It’s a run-derful life for Doug Tingley and Joel Clarke-Ames
HARTLAND, N.B. – Most drivers wouldn’t call the trip from New Brunswick to Boston extensive, but for runners getting there it can be a long haul.
The world’s oldest annual marathon played host this year to two executives from Day & Ross – president Day & Ross Freight, Doug Tingley, and director of operations Day & Ross supply chain and trade networks, Joel Clarke-Ames.
Tingley said he never set out to run the notoriously hard to qualify for race when he started jogging 10 years ago. It wasn’t until a friend suggested he try running a marathon in 2016 that he challenged himself to be a Boston qualifier.
For Clarke-Ames, meanwhile, this was his second time at the late-April event.
“Like a lot of people, I was inspired by the race, the athletes that run it, and I liked the idea that it was something you have to earn,” he said.
In order to qualify for the race competitors must run another approved marathon under a designated time for their age category and gender. Male runners aged 45-49, for example, must complete a qualifying marathon in under three hours and 25 minutes, but that alone isn’t enough. There are only so many spots available, so once runners submit their applications they are approved in order of qualifying time. If spots fill up in a particular age category, even runners with a valid qualifying time may not be approved.
Both athletes say they find racing as a goal gets them on the road when they might want to stay in bed otherwise. Year-round runners Tingley typically logs 70 kilometers per week, while Clarke-Ames can put in up to 160 kilometers in a week.
Both executives say running a race is a lot like running a business.
For Tingley setting goals and understanding the activities he needs to do to achieve them is much like running a fleet.
“As are having faith in your process, monitoring feedback, paying attention to the external environment, continually making small adjustments as you go and being patient that your commitment and consistency,” he said.
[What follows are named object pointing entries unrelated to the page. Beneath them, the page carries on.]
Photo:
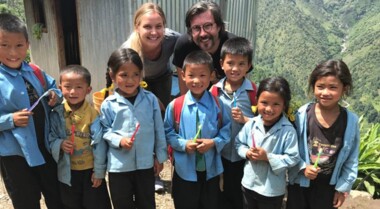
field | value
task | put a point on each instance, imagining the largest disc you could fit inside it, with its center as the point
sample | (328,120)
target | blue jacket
(244,103)
(280,143)
(22,141)
(119,118)
(208,115)
(346,167)
(58,134)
Clarke-Ames agrees that faith is most important in running and business when it seems like things aren’t going right – and worth it in the end.
“Often times, in the later stages of a race, things can feel very difficult, which also happens in business. It’s important to stay the course and trust that your plans are well thought out and will guide you to the results you are looking for,” he says. “Both in running and in business, you get a great sense of accomplishment when you reach your goals. It’s certainly very rewarding to know that your hard work has paid off and you have successfully crossed the finish line.”
This year’s Boston Marathon was run in the rain, with water pelting the contestants for nearly the whole 42-kilometer course. Despite the bad weather both runners say it was one of the best marathons they’ve done.
“The actual of experience of Boston was fantastic – we had tough conditions and yet the crowd was still out there supporting the race and the runners. I found myself just looking around as I was running soaking in the atmosphere and thinking to myself how neat the whole thing was and how fortunate I was to be a part of it,” says Tingley.